I have to admit my interest rapidly waned when I realized I'd have to inspect a SQL database to look at this. Is it so enormous that a regular text file won't work?
There’s non-corpo reasons you might not want to expose all the content into an RSS feed. https://ciechanow.ski/ can only really be appreciated from the browser. In the salad days of blogging, it was as much about what kind of fun shit you could do with HTML or CSS as it was about writing and distributing your thoughts. The Yamauchi family office website could have just been a templates squarespace page, but they opted to make it look like this instead: https://www.y-n10.com/
Why is it that I discover the first decent baby feeding tracker right as my last baby has aged out of needing one? SMH
It’s not that they don’t like it. It’s more like they don’t care, or it’s not on their radar.
Agree to disagree.

I think many platform did support RSS, or API, but at some time it was dropped. It is not that hard to provide RSS. It is not like it has to be implemented from scratch. It is just dropped by platforms. There must be reasons for dropping.
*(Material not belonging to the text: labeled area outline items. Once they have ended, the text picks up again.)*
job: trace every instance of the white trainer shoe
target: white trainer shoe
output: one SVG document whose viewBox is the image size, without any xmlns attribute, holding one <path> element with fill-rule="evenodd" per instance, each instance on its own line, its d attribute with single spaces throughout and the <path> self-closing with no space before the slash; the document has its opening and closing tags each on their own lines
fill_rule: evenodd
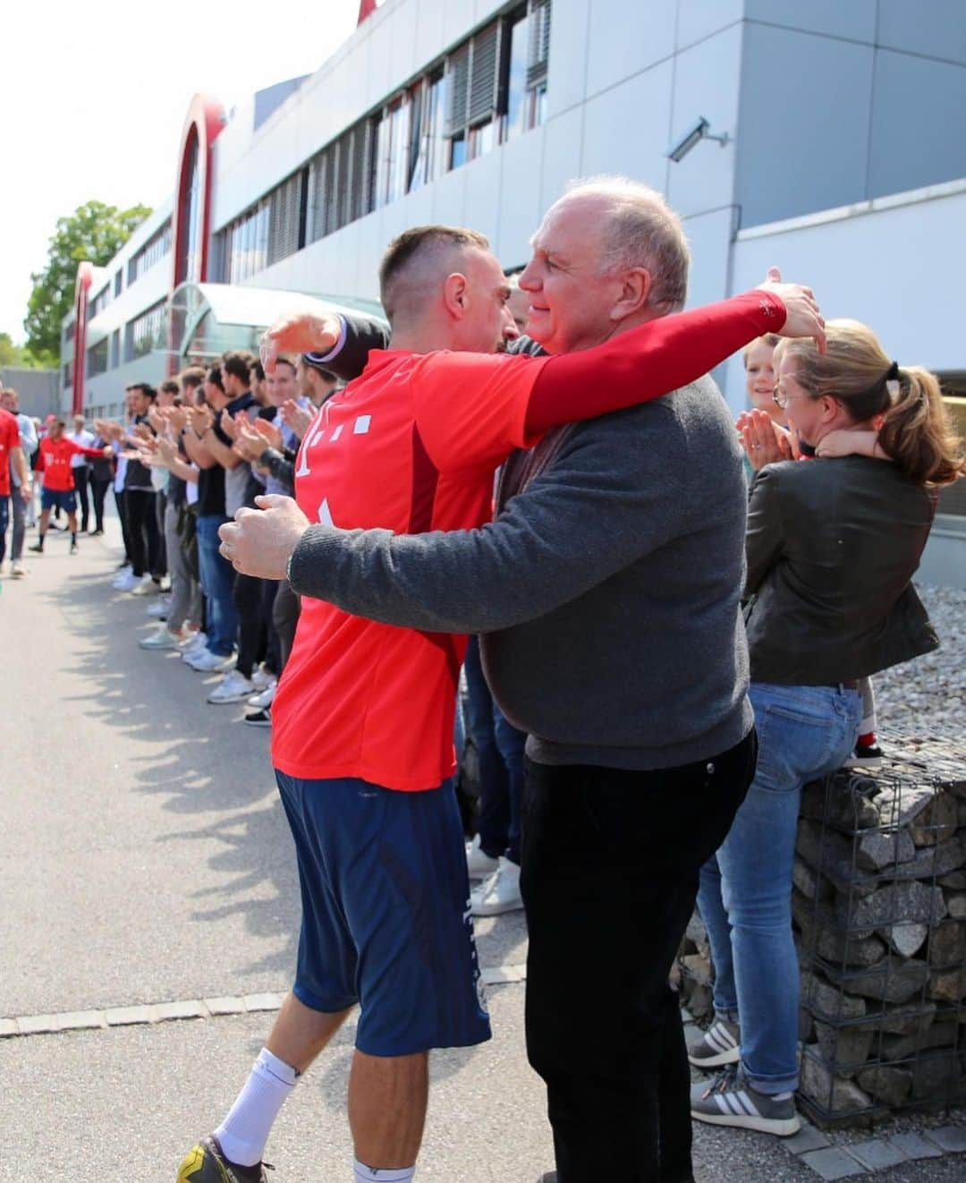
<svg viewBox="0 0 966 1183">
<path fill-rule="evenodd" d="M 229 653 L 221 658 L 210 649 L 202 649 L 200 653 L 186 653 L 184 660 L 197 673 L 223 673 L 235 664 L 235 655 Z M 252 693 L 251 690 L 248 693 Z"/>
<path fill-rule="evenodd" d="M 157 595 L 158 590 L 160 588 L 151 576 L 145 574 L 131 588 L 131 595 Z"/>
<path fill-rule="evenodd" d="M 167 625 L 160 623 L 153 633 L 148 633 L 137 644 L 142 649 L 175 649 L 177 648 L 177 638 L 174 633 L 168 632 Z"/>
<path fill-rule="evenodd" d="M 252 681 L 254 680 L 255 679 L 252 678 Z M 252 697 L 248 699 L 248 705 L 254 707 L 254 710 L 257 711 L 267 710 L 275 700 L 277 690 L 278 686 L 274 683 L 272 683 L 272 685 L 262 690 L 260 694 L 252 694 Z"/>
<path fill-rule="evenodd" d="M 266 670 L 265 666 L 255 666 L 252 671 L 252 685 L 258 691 L 267 690 L 270 686 L 274 686 L 277 681 L 278 678 Z"/>
<path fill-rule="evenodd" d="M 469 911 L 473 916 L 500 916 L 523 906 L 520 868 L 500 855 L 500 865 L 493 874 L 469 893 Z"/>
<path fill-rule="evenodd" d="M 144 576 L 134 575 L 131 571 L 128 571 L 125 575 L 118 575 L 114 583 L 111 583 L 111 587 L 115 592 L 134 592 L 143 577 Z M 147 577 L 150 578 L 150 575 Z"/>
<path fill-rule="evenodd" d="M 240 703 L 252 693 L 252 679 L 229 670 L 208 694 L 209 703 Z"/>
<path fill-rule="evenodd" d="M 499 866 L 499 859 L 491 859 L 480 846 L 480 835 L 466 843 L 466 870 L 471 879 L 488 879 Z"/>
</svg>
One may argue it is not worth it, but even to drop functionality there needs to be a decision from management. The management always think about money. Is RSS or API monetized correctly? Free? No? Then we drop it, because data from algorithms serving user contents can be easily monetized. Just follow the money, the oldest truth.

Not just no money in, but actual money out. RSS is a hole in user funnel inflow to platform.
Also, scraping was a problem for publishers: if your site was popular, copy-cats would show up republishing your work with minimal credit.
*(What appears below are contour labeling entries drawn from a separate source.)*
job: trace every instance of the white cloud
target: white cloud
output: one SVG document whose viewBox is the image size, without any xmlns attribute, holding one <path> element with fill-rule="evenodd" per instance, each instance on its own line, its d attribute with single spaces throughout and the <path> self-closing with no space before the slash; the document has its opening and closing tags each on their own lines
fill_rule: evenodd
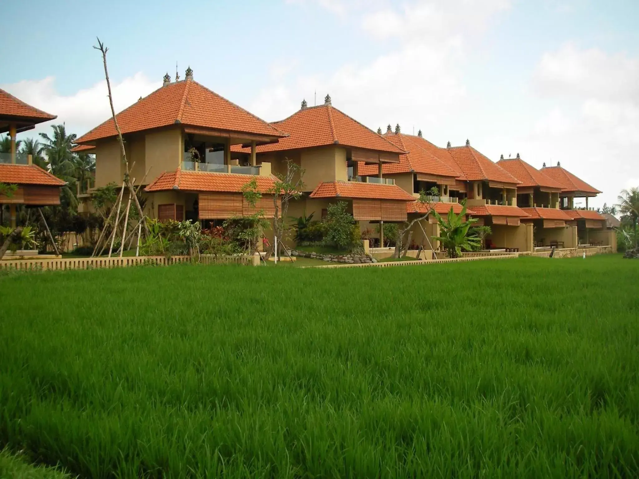
<svg viewBox="0 0 639 479">
<path fill-rule="evenodd" d="M 135 103 L 140 96 L 146 96 L 159 87 L 161 83 L 150 80 L 137 73 L 119 83 L 112 80 L 114 106 L 117 113 Z M 58 118 L 36 126 L 35 132 L 21 133 L 22 137 L 46 132 L 54 123 L 64 122 L 67 131 L 79 136 L 107 119 L 111 116 L 106 80 L 79 90 L 71 95 L 60 95 L 56 88 L 56 79 L 47 77 L 42 80 L 24 80 L 17 83 L 0 85 L 13 96 L 32 106 L 43 110 Z"/>
</svg>

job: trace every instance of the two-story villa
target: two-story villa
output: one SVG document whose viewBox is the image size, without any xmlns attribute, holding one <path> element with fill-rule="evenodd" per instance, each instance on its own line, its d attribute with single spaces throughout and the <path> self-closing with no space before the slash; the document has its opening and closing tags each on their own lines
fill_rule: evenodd
<svg viewBox="0 0 639 479">
<path fill-rule="evenodd" d="M 247 211 L 241 188 L 253 177 L 266 192 L 270 165 L 257 164 L 256 148 L 286 133 L 206 88 L 185 79 L 162 86 L 118 114 L 131 176 L 147 185 L 146 209 L 160 220 L 224 219 Z M 75 151 L 95 155 L 95 186 L 121 186 L 125 167 L 112 119 L 79 138 Z M 231 147 L 245 146 L 245 158 Z M 272 201 L 263 199 L 267 211 Z"/>
</svg>

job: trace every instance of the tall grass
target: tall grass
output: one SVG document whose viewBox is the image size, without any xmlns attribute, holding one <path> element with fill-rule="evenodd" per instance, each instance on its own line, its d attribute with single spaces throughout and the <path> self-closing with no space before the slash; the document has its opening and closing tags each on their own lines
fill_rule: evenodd
<svg viewBox="0 0 639 479">
<path fill-rule="evenodd" d="M 85 477 L 639 475 L 639 267 L 0 278 L 0 446 Z"/>
</svg>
That said, this seems quaint in the modern era where trillion-dollar tech companies are doing that to publishers now, too.

No. That wasn’t a concern with RSS for publishers. Most publishers have RSS still or feeds. Scraping index pages continues to be trivial.
Yes, it was a concern. You can say that some people made their peace with it but if you’d been there at the time, it was absolutely mentioned.
Both ideas can be true. It’s not on their radar because despite their popularity in consumer space they can’t find a business purpose that aligns with their self interests that require such user information. If I’m running a free podcast, in contrast, I might be happy anyone’s even bothering to visit and listen to what I have to say compared to who they are and whether I can assign a monetary value to their attention because spending money on something without clear, intentional, measurable ROI is anathema to our predominant modus operandi in business
Same difference really.

Though some seem to go out of their way to make RSS impossible.